The Human Cost of Specialty Drugs
My mom’s battle with breast cancer and the experience she had with her insurance company’s PBM is what motivated me to start House Rx. Learn more about my mom’s story and how we’re changing the specialty pharmacy experience for patients and their caregivers.
In cancer care, there's been increased attention to the "financial toxicity", or financial burden, of a cancer diagnosis. But I didn't realize how little attention was paid to the "emotional toxicity" of navigating treatment until my mom was diagnosed with breast cancer in 2007.
At first, everything was going great. The quality of care she was getting from her local community oncology practice combined with the compassion of her care team allowed my mom to focus on getting better. But things drastically changed when her red blood cell count dropped, and she needed Procrit to spur red blood cell growth. Taking supportive care medications are a common occurrence for cancer patients who are receiving chemotherapy. It certainly wasn’t something we thought would be an issue. We were wrong.
Like many patients before her, my mom was forced to use a specialty pharmacy owned by her insurance company. After 3 weeks of waiting and 10+ phone calls later, my mom was finally able to get her medication….in the mail. It arrived with a syringe and instructions for how to fill it up and inject it into the side of her stomach.
Like so many of us, she wasn’t able to inject a needle into herself, and instead had to bring it to her community oncologist to administer the injection.
This arrangement is known as “brown bagging.” It’s an increasingly common tactic used by insurers, and their pharmacy benefit managers, to steer patients to specialty pharmacies that the PBM controls – no matter the burdens it places on patients.
Insurers are able to get away with this because there is a severe lack of transparency within our drug distribution system. Neither patients nor their physicians have much control over how, where, and when they can access the specialty medications they need. The care delays and logistical obstacles that prevent patients from receiving treatment in a timely manner are merely collateral damage in a system that exists to serve the financial interests of insurers and PBMs.
For a country that has access to some of the most advanced healthcare in the world, this is unacceptable.

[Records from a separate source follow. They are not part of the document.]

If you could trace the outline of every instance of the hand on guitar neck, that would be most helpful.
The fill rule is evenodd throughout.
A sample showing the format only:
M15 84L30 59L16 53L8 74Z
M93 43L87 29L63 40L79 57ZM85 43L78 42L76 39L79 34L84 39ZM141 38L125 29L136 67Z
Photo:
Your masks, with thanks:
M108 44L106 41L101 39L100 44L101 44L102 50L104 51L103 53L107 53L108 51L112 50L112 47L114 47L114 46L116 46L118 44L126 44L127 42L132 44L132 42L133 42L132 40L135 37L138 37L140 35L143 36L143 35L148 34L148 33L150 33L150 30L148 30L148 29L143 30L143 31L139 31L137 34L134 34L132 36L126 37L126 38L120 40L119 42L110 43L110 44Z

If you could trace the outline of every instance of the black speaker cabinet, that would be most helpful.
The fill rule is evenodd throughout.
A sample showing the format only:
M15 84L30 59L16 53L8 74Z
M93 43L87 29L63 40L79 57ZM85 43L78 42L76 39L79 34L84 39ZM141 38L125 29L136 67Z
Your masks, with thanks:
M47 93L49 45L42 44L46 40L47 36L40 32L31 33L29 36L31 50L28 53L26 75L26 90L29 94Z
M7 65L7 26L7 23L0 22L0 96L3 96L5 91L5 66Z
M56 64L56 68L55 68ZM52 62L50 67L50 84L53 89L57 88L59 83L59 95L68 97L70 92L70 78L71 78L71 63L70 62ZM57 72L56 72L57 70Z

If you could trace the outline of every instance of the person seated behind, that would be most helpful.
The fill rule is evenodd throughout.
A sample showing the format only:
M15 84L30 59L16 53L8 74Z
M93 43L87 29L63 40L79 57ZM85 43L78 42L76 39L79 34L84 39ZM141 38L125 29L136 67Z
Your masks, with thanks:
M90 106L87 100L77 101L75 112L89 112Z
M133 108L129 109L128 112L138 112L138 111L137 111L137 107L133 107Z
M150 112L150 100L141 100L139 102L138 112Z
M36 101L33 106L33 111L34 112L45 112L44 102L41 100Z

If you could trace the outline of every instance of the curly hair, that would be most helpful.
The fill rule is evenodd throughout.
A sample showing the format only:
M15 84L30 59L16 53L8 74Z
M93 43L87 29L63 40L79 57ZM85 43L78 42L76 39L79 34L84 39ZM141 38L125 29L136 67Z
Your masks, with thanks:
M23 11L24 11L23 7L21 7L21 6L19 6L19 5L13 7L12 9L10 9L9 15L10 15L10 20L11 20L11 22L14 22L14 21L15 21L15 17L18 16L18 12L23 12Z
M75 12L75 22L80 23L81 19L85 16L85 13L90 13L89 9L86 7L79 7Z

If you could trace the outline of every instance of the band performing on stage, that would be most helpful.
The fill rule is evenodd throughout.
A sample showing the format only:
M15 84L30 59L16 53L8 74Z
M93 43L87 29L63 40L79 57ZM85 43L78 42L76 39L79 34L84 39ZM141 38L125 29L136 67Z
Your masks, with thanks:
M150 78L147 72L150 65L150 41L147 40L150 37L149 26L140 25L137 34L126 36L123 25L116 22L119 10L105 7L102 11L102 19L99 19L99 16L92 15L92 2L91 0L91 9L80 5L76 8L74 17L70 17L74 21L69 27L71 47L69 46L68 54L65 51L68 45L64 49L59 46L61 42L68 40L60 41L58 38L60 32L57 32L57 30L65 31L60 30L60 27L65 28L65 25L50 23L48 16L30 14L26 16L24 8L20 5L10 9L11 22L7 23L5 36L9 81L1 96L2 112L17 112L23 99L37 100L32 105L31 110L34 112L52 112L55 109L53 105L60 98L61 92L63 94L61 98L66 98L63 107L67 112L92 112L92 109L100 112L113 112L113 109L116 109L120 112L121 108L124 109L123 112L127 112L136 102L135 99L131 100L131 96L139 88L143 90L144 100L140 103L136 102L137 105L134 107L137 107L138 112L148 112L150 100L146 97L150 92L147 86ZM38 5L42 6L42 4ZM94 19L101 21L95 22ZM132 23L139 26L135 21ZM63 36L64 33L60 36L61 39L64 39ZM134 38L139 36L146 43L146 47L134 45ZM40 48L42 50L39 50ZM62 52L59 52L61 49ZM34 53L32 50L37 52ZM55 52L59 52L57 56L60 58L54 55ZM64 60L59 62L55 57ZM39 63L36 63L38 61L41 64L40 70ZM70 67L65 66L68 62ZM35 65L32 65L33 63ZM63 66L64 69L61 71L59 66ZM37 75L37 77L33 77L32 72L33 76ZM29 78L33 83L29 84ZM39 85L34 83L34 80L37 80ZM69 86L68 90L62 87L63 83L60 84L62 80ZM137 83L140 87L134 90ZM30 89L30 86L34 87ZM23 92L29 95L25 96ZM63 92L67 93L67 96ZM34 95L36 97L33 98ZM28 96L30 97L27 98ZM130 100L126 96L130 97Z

Bringing transparency to the drug distribution and PBM landscape in order to help patients and their caregivers is the challenge my co-founder, Ogi Kavazovic, and I formed House Rx to tackle. You can read more about our mission and vision via Ogi’s recent post.
We’ve both worked closely with specialty practices, and know by partnering with physician practices and empowering them with pharmacist expertise and technology, we can radically change patients’ specialty medication experience.
To that end, we’ve built a platform that keeps patients with their care teams by empowering providers to offer medically integrated specialty drug dispensing. It’s an operation built to scale – allowing private practices of all sizes and specialties to set up a partnership between physicians and pharmacists to collaborate on patient care. But more importantly, these efforts will drive better patient outcomes and improve the care experience so that patients will never have to go through what my mom did.